My understanding is the there are two stages to get to a win.
Stage 1 gives you a 1 in 255 (or something like that) chance of a plot passing the filter. So the more plots you have, then the more plots pass the filter. Only plots that pass the filter move on to stage 2.
Stage 2 runs some type of proof. Whoever has the best proof wins the XCH.
So far, it seems like K32 would give you the best bang for the buck, because way more K32 plots could qualify for stage 1, given a the same finite amount of disk storage for all of your plots.
But each plot, as best I understand Chia, contains multiple sets of data within. So whichever part within a plot has the best proof will win.
This means that larger plots (K33 and K34) have 2x or 4x the chance of finding a better proof within their file.
So although roughly ½ the amount of K33 plots will pass stage 1, compared to K32 plots that will pass stage 1…
…the K33 plots that do pass the stage 1 filter will have 2x the chance to win when it goes up against a K32 plot that passed the stage 1 filter.
So it all kind of equals out. With K33 plots and K34 plots, you get ½ or ¼ the number of plots that pass the stage 1 filter. But the ones that do pass have 2x or 4x the chance of winning vs the K32 plots that pass the filter.

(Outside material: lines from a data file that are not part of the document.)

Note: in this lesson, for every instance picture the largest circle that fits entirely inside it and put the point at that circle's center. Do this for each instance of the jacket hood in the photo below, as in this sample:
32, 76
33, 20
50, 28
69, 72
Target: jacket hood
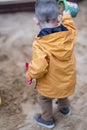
56, 41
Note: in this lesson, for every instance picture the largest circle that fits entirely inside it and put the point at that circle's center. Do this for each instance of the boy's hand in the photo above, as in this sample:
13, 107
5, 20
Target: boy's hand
29, 82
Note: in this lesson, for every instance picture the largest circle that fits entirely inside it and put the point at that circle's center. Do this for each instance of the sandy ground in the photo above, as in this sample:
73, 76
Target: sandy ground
19, 103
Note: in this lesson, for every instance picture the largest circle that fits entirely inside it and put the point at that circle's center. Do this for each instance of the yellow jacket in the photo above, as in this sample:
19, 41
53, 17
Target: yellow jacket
53, 62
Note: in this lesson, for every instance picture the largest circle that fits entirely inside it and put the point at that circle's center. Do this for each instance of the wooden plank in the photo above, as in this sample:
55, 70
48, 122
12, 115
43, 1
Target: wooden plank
17, 7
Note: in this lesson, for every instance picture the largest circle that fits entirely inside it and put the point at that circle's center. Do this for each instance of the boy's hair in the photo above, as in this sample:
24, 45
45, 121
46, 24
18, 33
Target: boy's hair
46, 10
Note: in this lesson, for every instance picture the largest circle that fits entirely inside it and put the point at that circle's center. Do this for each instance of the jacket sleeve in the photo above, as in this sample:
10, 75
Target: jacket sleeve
67, 21
38, 66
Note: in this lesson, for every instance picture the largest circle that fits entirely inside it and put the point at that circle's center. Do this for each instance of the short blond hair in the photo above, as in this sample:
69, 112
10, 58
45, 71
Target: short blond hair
46, 10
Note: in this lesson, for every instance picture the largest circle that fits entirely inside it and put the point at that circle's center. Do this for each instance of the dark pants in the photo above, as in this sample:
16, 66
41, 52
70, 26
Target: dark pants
46, 106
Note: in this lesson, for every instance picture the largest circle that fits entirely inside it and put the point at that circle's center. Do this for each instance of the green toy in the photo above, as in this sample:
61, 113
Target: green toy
72, 7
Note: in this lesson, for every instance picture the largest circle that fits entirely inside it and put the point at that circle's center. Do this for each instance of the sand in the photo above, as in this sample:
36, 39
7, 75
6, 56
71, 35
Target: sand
19, 101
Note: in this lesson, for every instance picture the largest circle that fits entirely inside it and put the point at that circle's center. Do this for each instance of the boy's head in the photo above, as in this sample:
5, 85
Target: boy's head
46, 11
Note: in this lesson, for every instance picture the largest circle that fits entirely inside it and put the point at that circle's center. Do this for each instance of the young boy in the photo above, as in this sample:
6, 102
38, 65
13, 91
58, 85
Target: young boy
53, 62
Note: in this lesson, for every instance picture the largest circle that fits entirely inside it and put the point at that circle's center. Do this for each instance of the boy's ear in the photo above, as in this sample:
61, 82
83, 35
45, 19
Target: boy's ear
36, 20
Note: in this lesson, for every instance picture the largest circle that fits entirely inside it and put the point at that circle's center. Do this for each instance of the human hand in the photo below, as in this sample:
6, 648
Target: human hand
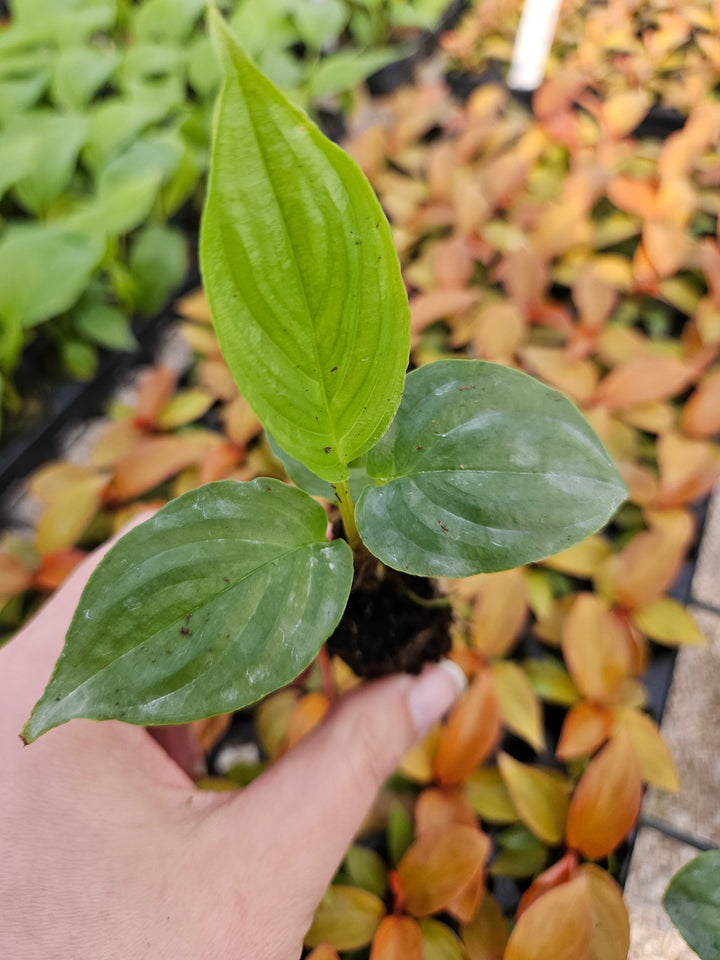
111, 853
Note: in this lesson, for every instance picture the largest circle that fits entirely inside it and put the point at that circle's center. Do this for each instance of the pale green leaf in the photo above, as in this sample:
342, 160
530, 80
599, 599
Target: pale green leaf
223, 596
692, 901
43, 270
301, 274
483, 469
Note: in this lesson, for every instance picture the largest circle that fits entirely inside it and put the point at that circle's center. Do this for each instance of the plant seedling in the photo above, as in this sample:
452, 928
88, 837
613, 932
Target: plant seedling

This begs the question as to why bother with the larger plots when they do not really offer better odds of winning?
From where did you get 10 years?
When the day comes that K32 plots get phased out and will one day no longer be supported by Chia, then it will be a mad rush to re-plot.
If you have hundreds of TBs of plots, you will have possibly months of re-plotting to do. I am doing it now.